Como celebração do nascimento de Jesus, o Natal significa a entrada de Deus na essência humana. Está na “Bíblia”. Para os cristãos, Deus veio habitar entre os homens, tornando-se igual a eles e, assim, fazendo também todos iguais na fé e no amor. Mas não é só para o cristianismo. Seja qual for a religião ou a ausência dela, a mensagem é de alegria e confraternização. São momentos para enaltecer a gratidão pela vida. E, por isso mesmo, quando as brigas acontecem, esse sentido é deturpado.
Na família do taxista José Roberto Pinto, de 67 anos, o exemplo é de união. Natural de Ervália, na Zona da Mata mineira, ao todo são nove irmãos, todos casados, com filhos e netos, que já estão na quarta geração.
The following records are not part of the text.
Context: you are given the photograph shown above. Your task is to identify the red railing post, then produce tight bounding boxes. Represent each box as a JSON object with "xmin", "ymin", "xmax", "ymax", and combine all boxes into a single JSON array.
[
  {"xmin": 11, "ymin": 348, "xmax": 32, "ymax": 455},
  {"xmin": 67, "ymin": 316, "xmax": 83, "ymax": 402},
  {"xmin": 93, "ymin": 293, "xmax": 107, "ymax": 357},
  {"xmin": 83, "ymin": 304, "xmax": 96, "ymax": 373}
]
Sempre, no fim de ano, uma parte se reúne para as festas em Canaã, na mesma região de Minas, na casa de uma das irmãs de José.
Eles ainda estão decidindo se o encontro de Natal vai acontecer este ano, depois do intervalo dos dois últimos anos devido à pandemia. O taxis-ta lembra a máxima que é seguida à risca entre os parentes: política, futebol e religião não se discutem. "Alguns são Bolsonaro, outros Lula. Mas ninguém fica cutucando um ao outro. Não falamos de política, e isso aconteceu naturalmente, sem nenhuma influência externa. O que considero necessá- rio. E o Natal é uma época para lembrar o respeito, para manter a paz", diz.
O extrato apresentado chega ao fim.